Public Data and Anticorruption Research
Public data is essential for anticorruption research. Many countries publish online databases of public records of all varieties, from court filings to corporate registries, from timber exports to plane registries. These are critical sources of credible information for anticorruption researchers, investigative journalists, and civil society groups around the world.
The way these datasets are structured ranges from individual records to bulk data, and every type in between. Merely collecting raw data only takes us halfway to conducting the kind of impactful analysis that we seek to provide. Any individual source of information, from a full corporate registry to a single judicial transcript, can be useful – however, keeping data sources separate keeps insight isolated, meaning you have to do a lot more work to discover illicit activity.

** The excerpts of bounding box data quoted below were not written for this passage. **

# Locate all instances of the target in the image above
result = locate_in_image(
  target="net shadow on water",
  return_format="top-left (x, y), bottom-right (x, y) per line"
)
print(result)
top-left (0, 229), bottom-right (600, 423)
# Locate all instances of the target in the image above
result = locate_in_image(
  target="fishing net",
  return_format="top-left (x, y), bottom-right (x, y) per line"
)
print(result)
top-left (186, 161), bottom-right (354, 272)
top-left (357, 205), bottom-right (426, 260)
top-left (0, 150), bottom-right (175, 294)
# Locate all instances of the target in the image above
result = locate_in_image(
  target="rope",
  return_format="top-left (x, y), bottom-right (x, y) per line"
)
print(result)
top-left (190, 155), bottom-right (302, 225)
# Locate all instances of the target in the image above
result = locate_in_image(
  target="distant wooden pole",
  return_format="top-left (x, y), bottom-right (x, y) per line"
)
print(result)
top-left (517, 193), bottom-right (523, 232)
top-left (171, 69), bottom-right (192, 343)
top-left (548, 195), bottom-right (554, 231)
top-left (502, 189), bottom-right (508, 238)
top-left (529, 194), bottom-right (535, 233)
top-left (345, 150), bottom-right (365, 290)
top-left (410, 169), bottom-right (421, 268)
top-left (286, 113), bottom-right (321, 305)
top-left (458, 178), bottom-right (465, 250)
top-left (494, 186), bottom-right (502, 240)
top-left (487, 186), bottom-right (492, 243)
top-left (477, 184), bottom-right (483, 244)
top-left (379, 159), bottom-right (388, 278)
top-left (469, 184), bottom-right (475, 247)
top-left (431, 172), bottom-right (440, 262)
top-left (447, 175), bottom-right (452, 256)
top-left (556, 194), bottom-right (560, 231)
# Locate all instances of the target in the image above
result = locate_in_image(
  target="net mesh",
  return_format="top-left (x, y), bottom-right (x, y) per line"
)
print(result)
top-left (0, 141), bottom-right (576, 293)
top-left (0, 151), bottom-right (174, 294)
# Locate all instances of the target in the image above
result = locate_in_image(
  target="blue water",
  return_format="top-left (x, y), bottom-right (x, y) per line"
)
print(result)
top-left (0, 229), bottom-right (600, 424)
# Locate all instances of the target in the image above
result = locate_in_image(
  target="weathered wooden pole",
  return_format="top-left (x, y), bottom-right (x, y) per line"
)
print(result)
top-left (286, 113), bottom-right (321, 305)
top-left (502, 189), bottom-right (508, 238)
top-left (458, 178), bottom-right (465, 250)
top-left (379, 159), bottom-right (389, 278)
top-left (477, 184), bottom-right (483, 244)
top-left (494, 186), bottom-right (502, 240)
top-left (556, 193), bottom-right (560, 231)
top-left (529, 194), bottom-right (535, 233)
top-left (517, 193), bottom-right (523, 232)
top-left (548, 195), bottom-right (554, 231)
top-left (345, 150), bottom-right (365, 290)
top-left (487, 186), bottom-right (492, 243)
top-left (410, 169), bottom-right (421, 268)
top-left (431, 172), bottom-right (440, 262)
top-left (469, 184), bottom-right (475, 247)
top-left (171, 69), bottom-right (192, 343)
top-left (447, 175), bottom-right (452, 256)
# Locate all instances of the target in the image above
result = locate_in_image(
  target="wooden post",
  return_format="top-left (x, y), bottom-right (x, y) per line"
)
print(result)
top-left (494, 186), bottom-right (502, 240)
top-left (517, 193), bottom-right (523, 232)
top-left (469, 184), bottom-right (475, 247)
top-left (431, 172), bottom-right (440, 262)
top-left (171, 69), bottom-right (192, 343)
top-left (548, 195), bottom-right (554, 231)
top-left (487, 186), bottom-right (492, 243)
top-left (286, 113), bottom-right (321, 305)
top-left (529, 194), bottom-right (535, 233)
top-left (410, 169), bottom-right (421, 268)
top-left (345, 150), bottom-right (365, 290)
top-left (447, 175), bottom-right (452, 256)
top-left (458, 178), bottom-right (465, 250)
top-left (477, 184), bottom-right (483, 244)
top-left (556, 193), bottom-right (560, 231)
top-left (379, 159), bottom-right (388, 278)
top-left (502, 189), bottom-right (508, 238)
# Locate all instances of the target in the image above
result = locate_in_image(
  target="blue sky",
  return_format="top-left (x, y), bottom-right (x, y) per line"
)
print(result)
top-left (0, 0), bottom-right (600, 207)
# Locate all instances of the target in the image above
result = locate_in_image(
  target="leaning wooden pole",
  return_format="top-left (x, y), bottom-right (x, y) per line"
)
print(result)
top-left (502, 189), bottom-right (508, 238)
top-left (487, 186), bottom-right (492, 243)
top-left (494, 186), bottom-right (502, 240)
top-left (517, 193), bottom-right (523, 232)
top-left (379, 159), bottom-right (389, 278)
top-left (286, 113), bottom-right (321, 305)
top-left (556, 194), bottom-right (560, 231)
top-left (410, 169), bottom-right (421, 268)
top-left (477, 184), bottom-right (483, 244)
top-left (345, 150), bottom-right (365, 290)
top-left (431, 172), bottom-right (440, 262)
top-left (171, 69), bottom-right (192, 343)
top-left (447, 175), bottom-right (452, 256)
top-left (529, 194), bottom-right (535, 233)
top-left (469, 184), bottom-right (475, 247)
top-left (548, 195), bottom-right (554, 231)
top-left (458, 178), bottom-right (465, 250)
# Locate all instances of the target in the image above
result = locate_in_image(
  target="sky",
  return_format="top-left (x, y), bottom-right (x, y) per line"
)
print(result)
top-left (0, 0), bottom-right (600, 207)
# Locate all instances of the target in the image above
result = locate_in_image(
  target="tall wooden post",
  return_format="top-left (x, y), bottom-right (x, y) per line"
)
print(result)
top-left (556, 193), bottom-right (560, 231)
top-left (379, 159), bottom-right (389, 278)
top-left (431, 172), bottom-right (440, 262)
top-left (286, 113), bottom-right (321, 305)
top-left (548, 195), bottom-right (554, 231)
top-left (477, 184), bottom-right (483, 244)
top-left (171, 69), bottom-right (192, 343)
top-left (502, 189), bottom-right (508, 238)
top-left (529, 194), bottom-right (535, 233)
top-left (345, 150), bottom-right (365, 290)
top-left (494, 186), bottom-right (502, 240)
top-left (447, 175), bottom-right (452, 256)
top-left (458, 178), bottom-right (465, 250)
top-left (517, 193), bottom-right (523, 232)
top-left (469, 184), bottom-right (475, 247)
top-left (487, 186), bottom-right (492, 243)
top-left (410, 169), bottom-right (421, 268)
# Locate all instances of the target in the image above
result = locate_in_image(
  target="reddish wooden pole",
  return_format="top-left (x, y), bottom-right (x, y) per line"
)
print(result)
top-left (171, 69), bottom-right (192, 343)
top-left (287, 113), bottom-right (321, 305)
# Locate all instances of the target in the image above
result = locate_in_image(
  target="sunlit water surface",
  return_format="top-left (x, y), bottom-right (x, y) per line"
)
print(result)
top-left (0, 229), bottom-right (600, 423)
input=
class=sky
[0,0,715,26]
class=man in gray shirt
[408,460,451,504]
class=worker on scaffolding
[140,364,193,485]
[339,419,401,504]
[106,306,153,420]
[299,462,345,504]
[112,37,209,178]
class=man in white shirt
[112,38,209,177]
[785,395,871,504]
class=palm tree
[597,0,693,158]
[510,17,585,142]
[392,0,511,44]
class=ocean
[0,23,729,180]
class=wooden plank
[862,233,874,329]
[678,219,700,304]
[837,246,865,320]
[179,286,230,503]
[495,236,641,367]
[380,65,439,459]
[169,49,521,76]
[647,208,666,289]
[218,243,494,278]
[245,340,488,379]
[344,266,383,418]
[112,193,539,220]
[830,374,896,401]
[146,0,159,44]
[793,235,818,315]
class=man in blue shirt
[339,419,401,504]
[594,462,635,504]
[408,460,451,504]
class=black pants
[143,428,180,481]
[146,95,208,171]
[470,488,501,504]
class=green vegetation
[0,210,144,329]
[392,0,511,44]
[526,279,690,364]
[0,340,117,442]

By integrating and comparing datasets across formats and jurisdictions, C4ADS’ Organized Crime and Grand Corruption Cell is able to more comprehensively and efficiently understand the transnational illicit networks we research and the systems in which they operate. When datasets are joined together, individuals and entities that appear separate can form networks, while examining activities allows us to identify interesting trends from large datasets.
Mapping Out Networks #
In the modern world, criminal networks, including those that facilitate North Korean overseas labor or that specialize in wildlife trafficking worldwide, are able to move fluidly from jurisdiction to jurisdiction, deftly navigating the bounds between the illicit and licit worlds. Whenever illicit networks touch the licit system, they leave a paper trail that researchers can track – C4ADS uses public records to identify the networks that operate in the illicit economy. As we go through and investigate each person or company we come across in our research, we uncover dozens of related records. The trick to making these data points useful and actionable is knowing how to tie them all together, and what they mean when combined.
Investigating the people and companies in a network can lead to the discovery of more specific data points, like luxury plane travel, export licenses, and property purchases, which all provide a better picture of how a particular network actually operates. When a Venezuelan businessman was indicted by US prosecutors in November 2018 for embezzling funds from the Venezuelan state-owned oil company PDVSA, we started to investigate his business dealings and the network around him. After structuring the data we uncovered in the course of our research, we found a key business associate that appeared to facilitate the business dealings of this network. This business associate co-owned businesses in the US, and we also discovered that they were family.
From there, we searched property records and airline registries to see if any of the companies or individuals in the network owned luxury planes, homes, or other big ticket items. Companies in the network owned luxury homes and a plane in South Florida, a key piece of information that led us to activities-based analysis.
Tracking Activities #
To use activities-based analysis to investigate aircraft, we apply the knowledge we already have about illicit activity involving aircraft to build a pattern we can look for in the data. Since the US government publishes the registration numbers of aircraft owned by now-indicted and sanctioned individuals, there are readily-available examples of illicit activity to analyze in the open source. Using a simple aircraft registration number published in a press release, we are able to connect an aircraft to its owner in an aviation registry, and we simultaneously viewed historical flight data from flight-tracking platforms like ADS-B Exchange.
After analyzing historical flight data to identify where aircraft of interest have been in the past, we can find other aircraft that follow a similar pattern. Additional information, like whether or not the aircraft is registered in a secrecy jurisdiction, provides further clues of suspicious and potentially illicit activity.
In the previously mentioned money laundering case involving the Venezuelan businessman, a sanctioned aircraft’s transmissions revealed that its flights were almost exclusively between South Florida and Caracas in the months prior to the plane being sanctioned. A different, unsanctioned plane that was publicly reported to operate in connection to the same network revealed almost identical flight patterns to that of the OFAC-sanctioned plane. This raised many interesting questions, and by identifying this activity we are able to further our investigation and uncover new layers of the network’s activity.
The Impact for Anticorruption Research #
Identifying patterns or typologies of crime can provide a useful methodology, and it can assist in finding illicit activity that emerges from the open-source. In this way, using both network- and activities-based analyses allows us to sift through an immense amount of public data to find cases that are most interesting to the public, the most relevant to our research, and the most impactful for our partners. Furthermore, although a simple network-based analytical approach provides a useful roadmap for researching corruption, being able to highlight the actual activities of a network makes the results of anticorruption research much more dynamic, enlightening, and actionable.
At the upcoming 2019 OECD Anti-Corruption & Integrity Forum, we will dive into these issues and our methodologies further to provide a glimpse of how C4ADS analysts and partners work to untangle the webs woven by illicit actors.